|The neatly set specimen of Longitarsus dorsalis as it arrived by post - carded inside the lid of a screw-top plastic pot.|
|Dorsal view of L. dorsalis|
|Hind leg of L. dorsalis showing key features|
|Pronotum of L. dorsalis|
|Head of L. dorsalis|
|Side view of L. dorsalis showing the epipleura narrowing towards the rear (red lines).|
|Aedeagus of L. dorsalis|
This clearly indicates that the specimen is of L. dorsalis which is important as it is the first time it has been found in Nottinghamshire, and is nationally scarce in the UK (Notable B). It is mainly found on calcareous or sandy soils, is associated with ragworts (Senecio), and has become scarce due to the loss of its habitats (conversion of grassland to agriculture, infilling of quarries, habitat succession such as in once-open woodland rides and clearings, grassland 'improvement' through fertiliser application, herbicide use and woodland clearance). Open conditions with ragwort are required and conservation measures can be straightforward e.g. retaining some open areas in woodland through rotational cutting, or grazing is some other situations (Hyman, 1992).

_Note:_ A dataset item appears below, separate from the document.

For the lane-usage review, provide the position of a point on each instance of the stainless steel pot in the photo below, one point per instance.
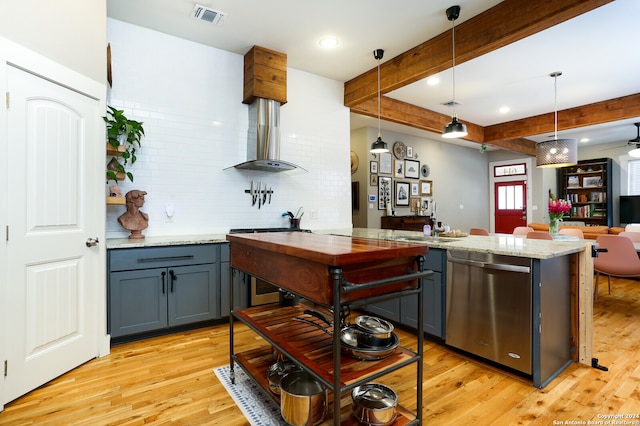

So, it's good to see this species in a previously unrecorded location, especially as several individuals were seen with just one sent to me for identification.
Hyman, P.S. (1992). A Review of the Scarce and Threatened Coleoptera of Great Britain. Part 1. JNCC, Peterborough.
Warchałowski, A. (2003). The Leaf-beetles (Chrysomelidae) of Europe and the Mediterranean Area. Natura Optima Dux Foundation, Warsaw.